2.2 OIl Stocks: Buy them now
The dramatic underperformance of Russian oil stocks was assisted by the equal demise in international peers which, in addition to the challenge of the pandemic and collapse in oil prices, suffered a crisis of self-identity on the back of world decarbonisation. However, we tend to think that Russian oils are immunised against this decease in GHG emissions. We also believe that the market has overreacted to the recent tax changes and consider Russian O&G names to be fundamentally attractive, even under conservative macro assumptions. We now see our entire coverage universe in Russia, except Bashneft, as a Buy, says VTBC.
2020 is the worst. The collapse in oil demand and drop in oil prices, product cracks contraction, crude output cuts, the damper and domestic market contraction, made us think that this year was to be the worst ever for Russian oils (Deep Diving, of 14 April). Russian oil stocks have underperformed other Russian sectors by 25pp YTD. However, they were not alone at this bargain-sale, with international oil majors performing even worse.

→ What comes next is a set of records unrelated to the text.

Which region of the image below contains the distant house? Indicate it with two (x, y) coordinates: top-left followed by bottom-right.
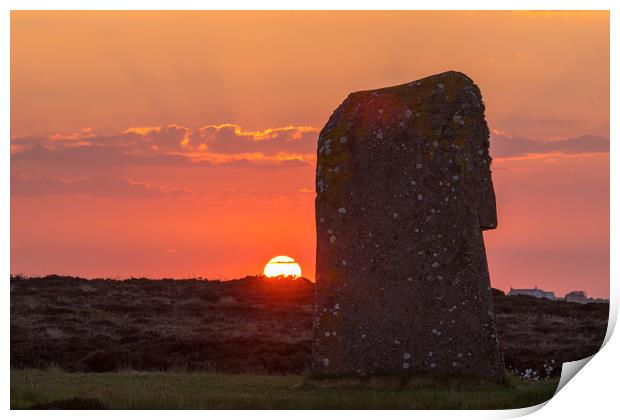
(508, 286), (555, 300)
(564, 290), (590, 303)
(564, 290), (609, 303)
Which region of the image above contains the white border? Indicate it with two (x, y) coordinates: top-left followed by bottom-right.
(0, 0), (620, 420)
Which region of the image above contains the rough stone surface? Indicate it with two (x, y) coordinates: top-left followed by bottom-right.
(312, 72), (503, 379)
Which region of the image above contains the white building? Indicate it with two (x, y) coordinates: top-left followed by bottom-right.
(508, 286), (555, 300)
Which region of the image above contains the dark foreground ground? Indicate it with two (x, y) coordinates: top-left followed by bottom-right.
(11, 276), (609, 409)
(11, 276), (609, 379)
(11, 369), (557, 409)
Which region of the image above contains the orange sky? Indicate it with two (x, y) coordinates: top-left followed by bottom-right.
(11, 12), (609, 296)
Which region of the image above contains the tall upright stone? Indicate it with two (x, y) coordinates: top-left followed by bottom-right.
(312, 71), (503, 379)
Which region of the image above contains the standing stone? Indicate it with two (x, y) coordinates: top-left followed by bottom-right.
(312, 71), (503, 380)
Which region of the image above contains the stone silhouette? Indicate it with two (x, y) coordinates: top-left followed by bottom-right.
(312, 71), (503, 380)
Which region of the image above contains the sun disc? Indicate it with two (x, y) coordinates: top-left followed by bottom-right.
(263, 255), (301, 277)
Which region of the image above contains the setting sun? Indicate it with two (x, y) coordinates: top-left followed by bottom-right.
(263, 255), (301, 277)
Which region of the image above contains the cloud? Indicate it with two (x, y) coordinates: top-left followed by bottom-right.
(11, 124), (318, 169)
(491, 130), (609, 158)
(11, 173), (192, 198)
(199, 124), (319, 156)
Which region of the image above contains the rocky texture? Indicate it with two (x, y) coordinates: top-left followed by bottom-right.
(312, 72), (503, 379)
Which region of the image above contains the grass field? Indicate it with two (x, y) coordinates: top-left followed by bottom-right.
(11, 369), (557, 409)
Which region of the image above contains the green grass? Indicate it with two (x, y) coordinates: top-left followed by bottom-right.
(11, 369), (557, 409)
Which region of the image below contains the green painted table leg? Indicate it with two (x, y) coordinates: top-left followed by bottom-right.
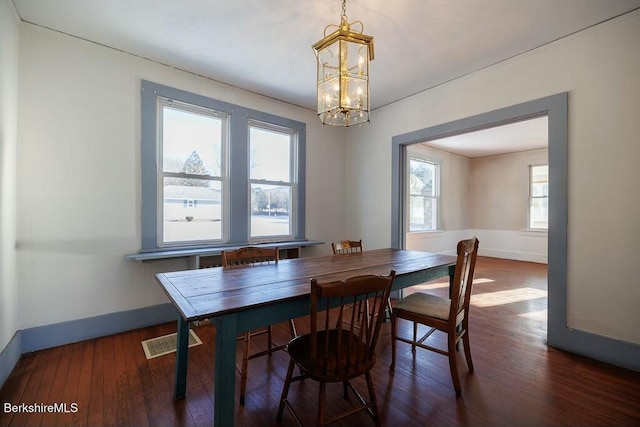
(213, 315), (238, 427)
(173, 316), (189, 399)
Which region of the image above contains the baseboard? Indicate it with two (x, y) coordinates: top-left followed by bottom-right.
(20, 303), (179, 354)
(478, 247), (547, 264)
(547, 328), (640, 372)
(0, 331), (23, 389)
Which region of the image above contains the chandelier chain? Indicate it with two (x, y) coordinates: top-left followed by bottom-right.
(340, 0), (347, 22)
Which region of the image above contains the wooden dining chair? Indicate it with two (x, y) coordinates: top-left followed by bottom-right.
(390, 237), (479, 396)
(277, 270), (395, 426)
(331, 240), (362, 255)
(331, 239), (391, 319)
(221, 246), (297, 405)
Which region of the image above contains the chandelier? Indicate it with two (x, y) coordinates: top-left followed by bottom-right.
(312, 0), (373, 126)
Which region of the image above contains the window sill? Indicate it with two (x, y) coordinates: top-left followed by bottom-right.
(408, 230), (443, 236)
(124, 240), (324, 261)
(520, 228), (549, 237)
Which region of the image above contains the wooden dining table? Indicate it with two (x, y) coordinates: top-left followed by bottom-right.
(156, 249), (456, 426)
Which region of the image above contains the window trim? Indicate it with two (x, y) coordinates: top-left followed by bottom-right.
(247, 120), (300, 243)
(140, 80), (306, 252)
(405, 152), (442, 233)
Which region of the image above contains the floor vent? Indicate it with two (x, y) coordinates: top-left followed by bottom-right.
(142, 329), (202, 359)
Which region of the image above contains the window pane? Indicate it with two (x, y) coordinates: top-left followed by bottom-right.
(409, 159), (435, 197)
(163, 178), (222, 243)
(162, 106), (222, 176)
(529, 165), (549, 229)
(409, 158), (438, 231)
(529, 197), (549, 228)
(409, 196), (436, 231)
(249, 126), (291, 182)
(251, 184), (291, 237)
(531, 165), (549, 197)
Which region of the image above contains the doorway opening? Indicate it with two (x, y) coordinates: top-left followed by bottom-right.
(391, 93), (568, 347)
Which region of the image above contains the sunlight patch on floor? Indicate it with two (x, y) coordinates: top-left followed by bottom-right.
(471, 288), (547, 307)
(518, 310), (547, 322)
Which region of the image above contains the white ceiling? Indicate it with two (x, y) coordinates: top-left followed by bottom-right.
(423, 116), (549, 159)
(12, 0), (640, 109)
(11, 0), (640, 157)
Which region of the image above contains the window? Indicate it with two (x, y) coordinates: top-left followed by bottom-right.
(408, 157), (439, 232)
(158, 98), (228, 246)
(142, 81), (306, 251)
(529, 165), (549, 230)
(249, 123), (296, 239)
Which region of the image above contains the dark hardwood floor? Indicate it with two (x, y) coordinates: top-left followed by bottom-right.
(0, 257), (640, 426)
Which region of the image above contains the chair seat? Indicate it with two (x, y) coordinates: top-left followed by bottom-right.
(395, 292), (451, 320)
(288, 329), (376, 382)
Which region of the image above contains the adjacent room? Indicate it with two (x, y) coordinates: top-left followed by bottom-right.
(0, 0), (640, 426)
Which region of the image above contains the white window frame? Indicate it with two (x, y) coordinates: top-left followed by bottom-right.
(405, 153), (442, 233)
(527, 162), (549, 231)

Decarbonisation is overwhelming, but Russians have a vaccine. The challenge facing mankind (with oil companies in the front line), and the lack of ready answers, has forced International Oils to search for solutions in commitments to invest in alternatives, declarations of production cuts, and even eliminating the word ‘oil’ from their own names. Russian oils are not under such financial and public pressure around GHG emissions. They are already (and surprisingly) more GHG efficient than their peers, do not have to buy ‘emissions permits’ and spend billions in self-distracting capex. This might mean a sorrowful end in 30-50 years, but that gives them enough time to provide shareholders with generous reverse mortgage take-outs.

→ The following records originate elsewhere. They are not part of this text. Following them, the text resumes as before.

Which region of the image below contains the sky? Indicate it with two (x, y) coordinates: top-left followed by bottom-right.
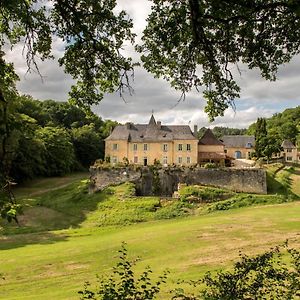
(6, 0), (300, 128)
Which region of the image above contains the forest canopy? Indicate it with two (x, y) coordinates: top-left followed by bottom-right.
(0, 0), (300, 119)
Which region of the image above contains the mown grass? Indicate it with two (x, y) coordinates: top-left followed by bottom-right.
(0, 170), (300, 300)
(0, 180), (190, 234)
(0, 202), (300, 300)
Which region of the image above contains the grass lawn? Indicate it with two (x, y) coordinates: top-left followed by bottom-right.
(0, 202), (300, 299)
(0, 170), (300, 299)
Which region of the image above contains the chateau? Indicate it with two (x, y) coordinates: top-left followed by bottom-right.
(105, 115), (254, 166)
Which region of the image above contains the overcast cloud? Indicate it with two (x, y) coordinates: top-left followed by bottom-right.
(7, 0), (300, 128)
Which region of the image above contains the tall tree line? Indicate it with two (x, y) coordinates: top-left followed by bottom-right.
(0, 95), (116, 182)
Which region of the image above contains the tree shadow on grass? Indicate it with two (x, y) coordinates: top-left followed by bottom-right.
(0, 232), (68, 250)
(0, 182), (113, 250)
(267, 170), (297, 198)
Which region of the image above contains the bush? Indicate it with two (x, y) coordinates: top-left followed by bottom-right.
(204, 163), (218, 169)
(78, 243), (168, 300)
(180, 185), (233, 203)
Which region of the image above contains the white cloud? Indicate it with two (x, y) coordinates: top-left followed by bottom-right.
(2, 0), (300, 128)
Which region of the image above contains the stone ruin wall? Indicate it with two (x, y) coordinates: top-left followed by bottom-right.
(90, 167), (267, 196)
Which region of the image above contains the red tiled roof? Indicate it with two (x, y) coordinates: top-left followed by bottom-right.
(199, 129), (223, 145)
(198, 152), (231, 159)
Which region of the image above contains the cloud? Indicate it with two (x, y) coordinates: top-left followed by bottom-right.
(2, 0), (300, 128)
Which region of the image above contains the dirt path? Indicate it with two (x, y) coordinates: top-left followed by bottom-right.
(291, 168), (300, 198)
(14, 172), (90, 198)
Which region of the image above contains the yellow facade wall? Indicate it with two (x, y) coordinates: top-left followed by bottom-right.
(173, 140), (198, 166)
(281, 148), (298, 162)
(198, 145), (224, 153)
(225, 147), (255, 159)
(105, 140), (198, 165)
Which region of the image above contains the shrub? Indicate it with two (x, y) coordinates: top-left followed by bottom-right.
(172, 244), (300, 300)
(180, 185), (233, 203)
(204, 163), (218, 169)
(78, 243), (168, 300)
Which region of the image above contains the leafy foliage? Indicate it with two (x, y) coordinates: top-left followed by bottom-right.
(137, 0), (300, 120)
(79, 243), (168, 300)
(180, 185), (233, 203)
(248, 106), (300, 151)
(201, 243), (300, 300)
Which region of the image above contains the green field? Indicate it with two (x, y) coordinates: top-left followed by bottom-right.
(0, 169), (300, 299)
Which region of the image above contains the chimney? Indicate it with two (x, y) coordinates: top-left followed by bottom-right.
(194, 125), (198, 137)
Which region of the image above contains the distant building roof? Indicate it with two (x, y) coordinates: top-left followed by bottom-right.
(149, 114), (156, 125)
(106, 115), (197, 142)
(199, 129), (223, 145)
(281, 140), (296, 148)
(220, 135), (255, 148)
(198, 152), (232, 160)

Tax changes are bad, but not that crucial. The unexpected and quick passage of the oil tax bill at the end of September added negatives to Russian oils’ fundamentals and sentiment, increasing oil stocks’ underperformance. Meanwhile, we estimate an EBITDA fall of just USD 1.7bn in 2021F because of tax changes, which is significantly less than the government or public estimates, and less than was priced through the 18% Russian oils market cap drop since the announcement.

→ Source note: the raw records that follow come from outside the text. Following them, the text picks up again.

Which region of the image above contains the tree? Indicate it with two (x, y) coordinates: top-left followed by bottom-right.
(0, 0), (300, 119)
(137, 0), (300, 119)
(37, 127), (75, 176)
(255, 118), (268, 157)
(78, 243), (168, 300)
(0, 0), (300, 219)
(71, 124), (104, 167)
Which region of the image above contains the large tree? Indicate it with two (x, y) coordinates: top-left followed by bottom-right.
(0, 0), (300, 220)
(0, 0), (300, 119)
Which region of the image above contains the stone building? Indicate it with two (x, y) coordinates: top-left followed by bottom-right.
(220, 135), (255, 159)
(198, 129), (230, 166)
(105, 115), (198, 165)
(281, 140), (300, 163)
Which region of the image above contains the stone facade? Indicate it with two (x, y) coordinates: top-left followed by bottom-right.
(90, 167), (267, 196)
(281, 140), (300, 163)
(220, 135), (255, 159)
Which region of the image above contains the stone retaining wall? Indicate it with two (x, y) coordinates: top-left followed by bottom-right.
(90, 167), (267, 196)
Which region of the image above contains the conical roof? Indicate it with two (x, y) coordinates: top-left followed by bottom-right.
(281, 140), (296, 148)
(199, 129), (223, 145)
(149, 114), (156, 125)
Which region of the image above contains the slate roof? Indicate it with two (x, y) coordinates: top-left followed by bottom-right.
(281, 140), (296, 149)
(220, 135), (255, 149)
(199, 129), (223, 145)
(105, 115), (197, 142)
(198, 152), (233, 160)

Buy it now. We see many catalysts that could instigate the wind-down of the large undervaluation of the Russian oil sector in the short to medium term. Having had the sector Under Review we now assign a Buy recommendation to Lukoil, Gazprom Neft, Surgut ords and prefs, Tatneft ords and prefs. We upgrade Novatek to Buy and reiterate our Buy for Gazprom. Bashneft is reinitiated with Hold for ords and prefs. The largest risk, which is skewed to the upside in our view, comes from oil and gas price dynamics.